Union home minister P Chidambaram told journalists after a meeting of the chief ministers of the Maoist-affected states in New Delhi, which was also attended by Prime Minister Manmohan Singh and other senior union cabinet ministers, that the proposed unified command would be headed by the chief secretaries of the four states, and would have a retired major general as a member.
The four states were also asked to appoint an Inspector-General-rank police officer to take care of anti-Naxal operations; and appoint an inspector general of the Central Reserve Police Force (CRPF) as IG (operations) for that state to work in close coordination with the IG (anti-naxal operations) of the state.

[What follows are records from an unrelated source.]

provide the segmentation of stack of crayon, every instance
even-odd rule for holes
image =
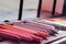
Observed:
[[[12,41],[42,42],[56,34],[58,33],[54,26],[31,21],[0,25],[0,36]]]

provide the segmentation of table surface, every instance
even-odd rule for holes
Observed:
[[[52,42],[54,40],[57,40],[59,37],[66,36],[66,31],[58,31],[58,33],[59,34],[57,34],[56,36],[47,37],[48,38],[47,41],[44,40],[41,43],[36,43],[36,42],[24,42],[24,41],[22,41],[21,43],[18,43],[18,42],[3,41],[3,42],[0,42],[0,44],[44,44],[44,43],[48,43],[48,42]]]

Assam and Jammu and Kashmir, also hit by insurgency, have unified commands in place, headed by the respective chief ministers.
The centre also offered the four states more helicopters, logistics support and intelligence sharing to fight the Maoist menace. It sanctioned about 16,000 additional special police officers, taking the total number of such posts to about 30,000. It also decided to fund the establishment or strengthening of 400 police stations in the affected districts at Rs2 crore a police station on an 80:20 funding basis over two years.
Chidambaram said some states wanted the centre to allow them to use air power against the Naxalites, but they were told that at present aerial support would be limited to provision of more helicopters for the purposes of logistics, troop movement, supplies and evacuation. The government's Naxal policy did not permit the use of air strikes against Naxalites as of now, he said.